Sunderland memberikan respon yang tepat pada Senin (2/2/2026). Mereka membantai Burnley 3-0. Diarra bermain sebagai starter pada laga ini. Ia membayar kepercayaan dengan mencetak satu gol pada menit 32. Gol pertama yang tercipta pada menit 9 juga sebetulnya berasal dari tendangannya. Namun, Premier League menyatakannya sebagai bunuh diri Axel Tuanzebe. Sementara, gol terakhir dibuat Chemsdine Talbi pada menit 72 dan Diarra mendapat standing applause ketika digantikan Lutsharel Geertruida 8 menit berselang.
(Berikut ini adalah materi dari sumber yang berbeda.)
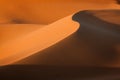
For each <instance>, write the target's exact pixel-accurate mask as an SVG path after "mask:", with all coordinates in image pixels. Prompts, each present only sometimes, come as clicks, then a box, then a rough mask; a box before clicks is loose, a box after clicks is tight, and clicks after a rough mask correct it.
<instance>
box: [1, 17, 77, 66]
mask: <svg viewBox="0 0 120 80" xmlns="http://www.w3.org/2000/svg"><path fill="white" fill-rule="evenodd" d="M23 26H25V25H23ZM34 26H35V25H34ZM38 26H39V25H38ZM39 27H40V26H39ZM78 28H79V23H77V22H75V21H73V20H72V15H71V16H68V17H65V18H63V19H61V20H58V21H56V22H54V23H52V24H50V25H47V26H46V27H43V28H41V29H37V30H35V31H33V32H30V33H29V34H25V35H23V36H20V37H17V38H15V39H13V40H10V41H7V42H6V43H4V44H2V45H0V53H1V54H0V65H6V64H10V63H13V62H16V61H18V60H21V59H23V58H25V57H28V56H30V55H32V54H35V53H36V52H39V51H41V50H43V49H45V48H48V47H50V46H52V45H54V44H56V43H58V42H59V41H61V40H62V39H64V38H66V37H67V36H69V35H71V34H73V33H74V32H75V31H76V30H77V29H78Z"/></svg>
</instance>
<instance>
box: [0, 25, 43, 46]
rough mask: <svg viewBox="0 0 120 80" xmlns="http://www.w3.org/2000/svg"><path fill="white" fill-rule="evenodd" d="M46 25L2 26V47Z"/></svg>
mask: <svg viewBox="0 0 120 80" xmlns="http://www.w3.org/2000/svg"><path fill="white" fill-rule="evenodd" d="M44 26H45V25H40V24H39V25H37V24H36V25H35V24H1V25H0V45H1V44H4V43H5V42H6V41H9V40H13V39H15V38H17V37H20V36H24V35H26V34H29V33H31V32H33V31H35V30H37V29H40V28H41V27H44Z"/></svg>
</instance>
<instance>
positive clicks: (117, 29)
mask: <svg viewBox="0 0 120 80" xmlns="http://www.w3.org/2000/svg"><path fill="white" fill-rule="evenodd" d="M101 16H102V18H101ZM107 16H109V17H114V18H115V19H114V21H113V19H112V18H107ZM119 16H120V15H119V10H108V11H107V10H102V11H80V12H78V13H77V14H75V15H74V16H73V20H75V21H77V22H79V23H80V24H81V27H80V28H79V30H78V31H77V32H75V33H74V34H73V35H71V36H70V37H68V38H66V39H64V40H62V41H61V42H60V43H58V44H56V45H54V46H52V47H50V48H48V49H45V50H44V51H42V52H39V53H37V54H35V55H32V56H30V57H28V58H26V59H23V60H21V61H18V63H19V64H39V65H55V66H99V67H100V66H109V67H110V66H114V67H115V66H117V67H118V66H119V64H120V61H119V57H120V56H119V54H120V52H119V46H120V45H119V44H120V24H119V23H120V20H119V19H118V18H117V17H119ZM103 18H104V19H106V20H104V19H103Z"/></svg>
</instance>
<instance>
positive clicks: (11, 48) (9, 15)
mask: <svg viewBox="0 0 120 80" xmlns="http://www.w3.org/2000/svg"><path fill="white" fill-rule="evenodd" d="M66 2H67V1H66ZM66 2H65V3H63V2H62V1H60V2H59V1H55V3H54V1H53V2H51V3H48V2H47V0H46V2H45V3H44V2H41V3H38V2H37V1H36V2H33V3H32V2H31V1H29V4H27V3H28V2H27V1H24V2H21V1H20V2H19V1H17V2H16V1H13V2H6V1H4V2H3V3H6V4H8V5H9V6H10V7H9V8H8V6H6V5H1V7H0V8H1V10H3V11H1V16H2V17H3V19H1V21H2V20H4V21H5V19H6V21H5V22H2V23H45V24H48V23H51V22H53V21H56V20H58V19H60V18H62V17H64V16H66V15H68V14H71V13H73V12H76V11H81V10H86V9H90V10H93V9H97V10H99V9H119V8H120V6H119V5H116V4H115V3H111V2H110V1H109V2H110V3H109V4H106V3H105V4H103V3H102V2H101V4H100V2H99V4H98V3H95V2H94V1H93V2H92V3H87V2H82V3H81V2H77V1H75V2H72V1H70V2H69V3H66ZM10 3H11V4H10ZM18 3H19V4H18ZM1 4H2V3H1ZM40 4H41V5H40ZM53 4H54V5H53ZM31 5H32V6H31ZM49 6H51V7H49ZM38 7H39V9H38ZM3 8H4V9H3ZM28 13H29V14H28ZM51 14H53V15H51ZM74 23H75V22H74V21H72V18H71V17H66V18H65V19H61V20H59V21H56V22H55V23H53V24H50V25H47V26H45V28H42V29H38V27H36V28H33V27H34V25H32V29H31V30H30V31H29V30H28V29H27V28H26V29H27V30H28V31H27V30H26V29H25V31H23V30H22V31H21V30H18V31H19V32H18V34H17V35H13V34H14V32H13V31H12V32H13V33H12V34H10V35H7V36H11V37H10V38H11V39H12V37H13V38H15V37H16V36H21V37H17V38H15V39H14V40H11V41H8V42H7V43H5V44H3V45H1V46H0V51H1V56H0V59H1V62H0V63H1V64H9V63H12V62H16V61H17V60H20V59H22V58H25V57H27V56H30V55H31V54H34V53H35V52H38V51H41V50H43V49H45V48H47V47H49V46H51V45H53V44H55V43H57V42H58V41H61V40H62V39H64V38H66V37H67V36H68V35H70V34H72V33H73V32H75V30H76V29H77V28H78V26H74ZM4 26H6V25H4ZM7 26H11V25H7ZM18 26H20V25H18ZM22 26H26V25H22ZM35 26H36V25H35ZM38 26H39V25H38ZM65 26H67V27H65ZM26 27H27V26H26ZM68 27H71V28H68ZM54 28H55V29H54ZM59 28H60V29H59ZM44 29H45V30H50V33H47V32H44ZM8 30H10V29H8ZM32 30H36V31H35V32H31V31H32ZM57 30H58V31H57ZM63 31H65V32H63ZM22 32H23V34H21V33H22ZM29 32H30V33H29ZM59 32H60V35H57V34H56V36H55V33H59ZM2 33H3V34H4V32H2ZM5 33H6V32H5ZM10 33H11V32H10ZM28 33H29V34H28ZM44 33H45V34H44ZM24 34H27V35H24ZM47 34H48V35H47ZM49 35H50V36H49ZM7 36H6V37H3V38H4V40H7V39H8V38H7ZM10 38H9V39H10ZM48 39H49V40H48ZM46 41H48V43H47V44H46V43H45V44H44V42H46ZM68 42H69V41H68ZM2 43H3V42H2ZM23 44H24V46H23ZM41 45H42V46H41ZM68 45H69V44H68ZM73 45H75V44H74V42H73ZM21 46H22V47H21ZM43 46H44V47H43ZM73 47H74V46H73ZM34 48H35V49H34ZM6 49H7V50H6ZM71 50H72V49H71ZM24 51H25V52H24ZM83 51H86V50H83ZM88 51H89V50H88ZM8 52H9V53H8ZM19 53H20V55H18V54H19ZM21 53H22V54H21ZM29 53H30V54H29ZM12 54H13V56H12ZM14 55H16V57H14ZM61 55H62V54H61ZM53 56H54V55H53ZM63 57H65V56H63ZM43 58H44V57H42V58H41V59H43ZM51 58H52V57H51ZM78 58H79V57H78ZM44 59H45V58H44ZM47 59H49V58H46V60H47ZM90 60H92V59H90ZM9 61H10V62H9ZM28 63H29V61H28ZM83 63H84V62H83ZM43 64H44V61H43ZM68 64H69V62H68Z"/></svg>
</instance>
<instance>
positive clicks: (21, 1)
mask: <svg viewBox="0 0 120 80" xmlns="http://www.w3.org/2000/svg"><path fill="white" fill-rule="evenodd" d="M115 3H116V1H115V0H87V1H86V0H24V1H21V0H17V1H16V0H11V1H9V0H0V23H30V24H31V23H40V24H50V23H52V22H54V21H57V20H59V19H61V18H63V17H66V16H68V15H70V14H73V13H76V12H78V11H80V10H89V9H97V10H98V9H107V8H111V9H112V8H115V9H119V8H120V7H119V6H118V5H117V4H115Z"/></svg>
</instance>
Penampilan kontra Burnley tersebut menjadi bukti paling sahih terkait potensi besar Diarra sekaligus mempertegas statusnya sebagai pemain termahal Sunderland. Sayangnya, ia belum bisa menunjukkannya secara konsisten akibat cedera serta keterlibatan di Piala Afrika 2025. Sunderland jelas berharap Diarra mulai bisa melakukannya pada paruh kedua 2025/2026. Dengan bantuannya, bukan tidak mungkin mereka menembus kompetisi Eropa pada 2026/2027.